The findings suggest that strategies that encourage the formation of stronger peer relationships among physicians could lead to significant gains in the quality of patient care.

The analysis is based on electronic health records of more than 8,600 patients referred by their PCPs to see a specialist between 2016 and 2019.

Exploring the Therapeutic Potential of Friendliness in Doctor-to-Doctor Relationship

Researchers compared patients’ ratings of specialist care between two groups of patients — those seen by a specialist who trained with the patient’s PCP in medical school or postgraduate programs, and patients of the same PCP seen by a specialist who did not train with their PCP.

Importantly, they examined referrals that were distributed to specialists by a scheduling system rather than referrals where PCPs requested specific specialists. In this way, they were able to isolate the causal effect that might see if patients were randomized to specialists.

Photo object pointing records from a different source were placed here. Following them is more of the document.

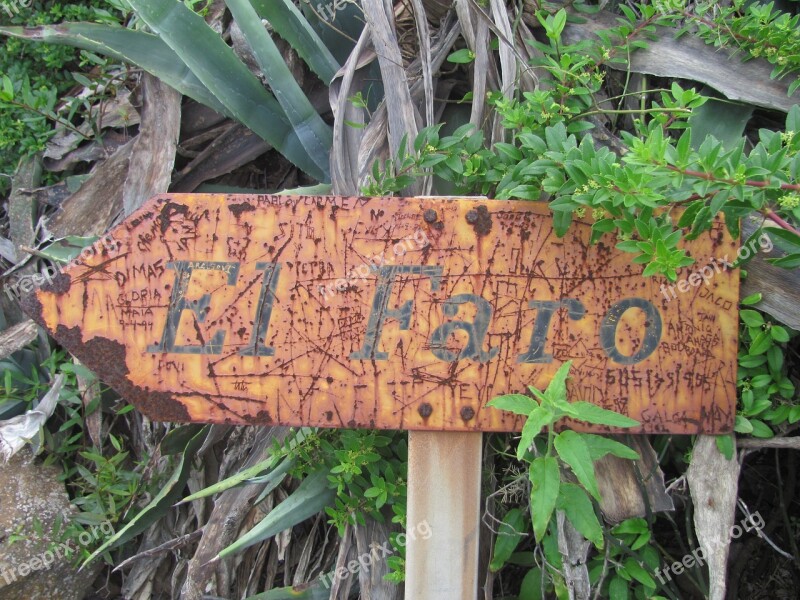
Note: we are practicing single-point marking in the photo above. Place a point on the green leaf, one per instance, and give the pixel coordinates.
(531, 587)
(725, 444)
(792, 261)
(557, 388)
(779, 334)
(618, 589)
(580, 511)
(723, 120)
(751, 318)
(463, 56)
(244, 476)
(536, 421)
(573, 450)
(561, 222)
(599, 446)
(517, 403)
(308, 499)
(638, 572)
(591, 413)
(545, 480)
(221, 71)
(752, 299)
(317, 590)
(315, 135)
(293, 27)
(742, 425)
(760, 429)
(169, 493)
(145, 50)
(509, 535)
(761, 343)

Interactions between PCPs and specialists are a bedrock of medicine, and specialty referrals are how a lot of downstream patient care gets shaped.

Given the communication and collaboration inherent in caring for referred patients, researchers were wondering whether prior PCP–specialist relationships influence that care, especially as experienced by patients.

Not only are patient experiences an important dimension of quality of care, but we thought they may also be responsive to physician efforts to demonstrate their professionalism given the medical profession’s emphasis on patient-centered care.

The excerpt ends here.